What does that mean? Well, in short, work should count. That’s why planning out your career trajectory is so important. The thought you put into mapping out your career and the goals you set for yourself can have a tremendous impact on your life — a life that, let’s face it, includes a lot of work. 

So, how exactly do you determine your career trajectory? Here are some pointers for figuring it all out and finding work that contributes to, rather than detracts from, the rest of your life.

What is a life trajectory?

Your life trajectory is exactly what it sounds like: the progression of events and circumstances you take consciously or unconsciously or that happens to you that defines the course of your life. Part of your life trajectory depends on the choices you make and things do you, while other events and contributing factors are beyond your control. Either way, the smallest decision or event can have a huge impact on the rest of your life, and while you can’t control everything, you can map out ideas about what you want to happen and formulate goals and plans to achieve it.

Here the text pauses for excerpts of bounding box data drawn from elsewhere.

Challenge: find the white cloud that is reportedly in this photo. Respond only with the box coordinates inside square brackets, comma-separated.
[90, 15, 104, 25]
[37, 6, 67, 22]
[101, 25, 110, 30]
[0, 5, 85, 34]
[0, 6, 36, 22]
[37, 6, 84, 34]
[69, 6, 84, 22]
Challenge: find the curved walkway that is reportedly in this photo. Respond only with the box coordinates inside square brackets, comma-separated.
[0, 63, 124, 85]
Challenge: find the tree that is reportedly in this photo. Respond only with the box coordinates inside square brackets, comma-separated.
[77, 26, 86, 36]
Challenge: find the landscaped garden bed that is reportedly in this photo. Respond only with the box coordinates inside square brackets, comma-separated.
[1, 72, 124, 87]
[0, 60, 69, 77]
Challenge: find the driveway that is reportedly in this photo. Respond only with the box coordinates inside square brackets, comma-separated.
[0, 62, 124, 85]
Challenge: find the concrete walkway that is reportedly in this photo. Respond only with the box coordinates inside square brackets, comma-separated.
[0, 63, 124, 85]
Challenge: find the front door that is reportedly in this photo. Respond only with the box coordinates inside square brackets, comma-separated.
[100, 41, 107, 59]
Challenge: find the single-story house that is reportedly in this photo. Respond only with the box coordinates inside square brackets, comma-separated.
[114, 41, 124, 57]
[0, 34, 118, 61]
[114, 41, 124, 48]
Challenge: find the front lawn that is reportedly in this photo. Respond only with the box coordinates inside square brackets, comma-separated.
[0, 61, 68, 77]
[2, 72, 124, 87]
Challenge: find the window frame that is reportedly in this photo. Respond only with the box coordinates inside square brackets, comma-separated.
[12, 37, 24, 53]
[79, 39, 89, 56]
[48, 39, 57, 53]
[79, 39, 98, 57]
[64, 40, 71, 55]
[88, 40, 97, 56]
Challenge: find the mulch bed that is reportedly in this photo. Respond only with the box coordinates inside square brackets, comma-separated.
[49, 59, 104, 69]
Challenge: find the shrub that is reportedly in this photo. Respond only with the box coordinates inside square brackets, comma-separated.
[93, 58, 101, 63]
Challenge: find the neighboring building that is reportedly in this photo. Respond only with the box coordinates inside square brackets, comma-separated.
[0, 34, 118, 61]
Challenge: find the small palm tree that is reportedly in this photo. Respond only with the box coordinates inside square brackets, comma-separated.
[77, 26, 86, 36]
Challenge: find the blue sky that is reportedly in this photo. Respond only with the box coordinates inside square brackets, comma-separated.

What is a career trajectory?

Your career trajectory is a major part of your life trajectory. It describes the progression of your career, starting with your first ideas about work and what you might want to do and including every event that contributes to your work life from then on. Like your overall life trajectory, it encompasses and is influenced by every career-related event and decision you make. If you’re stuck in a job you hate and keep at it for years, you might find your career trajectory stagnating or seemingly moving in a flat line. On the other hand, you might decide to move in a different direction to find something that truly fulfills you, which will propel you forward, even if it involves a couple steps that seem to be backward, like returning to school or making a career change and starting in an entry-level role. You’ll probably encounter setbacks — everyone does — but these and your accomplishments are markers along your career trajectory.

Vertical and horizontal career trajectories.

You might assume a vertical career trajectory is the only valuable kind — this is when you’re attaining new titles, moving into higher-level positions and receiving a larger salary. On a graph, this might look like a line with an upward slope. 

However, few career trajectories are that simple. You might, for example, reach a point where there seems to be little movement, which could be represented by a straight, line parallel to the x-axis on a graph, also known as a horizontal career trajectory. This might feel frustrating, but don’t think of it as necessarily negative. During these times (and there may be many), you might be learning the ins and outs of a new job, gaining skills and/or making lateral moves into different positions at similar levels. Instead of thinking of this as stagnation, consider it preparation for future advancement. You might need those important skills to move into a managerial role or make that lateral move to prepare yourself for the next opportunity. 

For example, perhaps you start your career as software developer at an early-stage startup. Your next job might be the same title (or even a more junior one) at a much larger company. This doesn’t mean you’re not advancing; instead, you’re simply gaining skills to work in a different setting and contributing in a different way.

You also might reach a point in your career where there’s not much room to advance into a higher-level position, although you’re still nurturing your skills and even helping others on their career trajectories.

Career pathing and planning.

Career planning involves mapping out your work goals and determining milestones to achieve them. You might use the SMART method or a similar method to create a plan that includes short- and long-term markers that inform you about your progress toward achieving your goals.

What are good career paths?

While there’s no one specific way to determine your career path, a worthwhile one usually involves learning, building your skillset and aligning your career aspirations and steps with your personal values (in other words, ensuring that your personal and professional goals are consistent). It generally incorporates both vertical and horizontal career steps and decisions and may even involve career changes.

How do you write a career path?

A career path is the progression of events that transpire and initiatives you undertake toward achieving your professional goals. It includes education, jobs you hold along the way and any other activities and opportunities that in some way contribute to your career success. Like your career trajectory, it will probably include both horizontal and vertical movements.

To create a career path for yourself, start by writing down your ultimate goals. Then, consider the smaller steps you’ll need to take to achieve them. This will involve specific job titles, skills you’ll want to build and other activities such as networking and joining professional associations. It may involve finding new opportunities with your current employer or looking elsewhere. For example, if your goal is to start your own business, you might determine that you’ll need to spend X years with your current employer to gain experience in the industry, take courses to build Y skills and so on. Or, if you want to reach C-suite level at your current employer, you might determine that you should first become a manager in your department and perhaps make a lateral move to another department to gain exposure to different aspects of the company. You should, of course, set smaller-scale milestones along the way.

Recognize that not everything goes according to plan, and your own goals might even change. That’s okay! Neither your career nor your life is a straight line, and challenges and surprises all contribute to your trajectory. Hopefully, every experience will teach you something.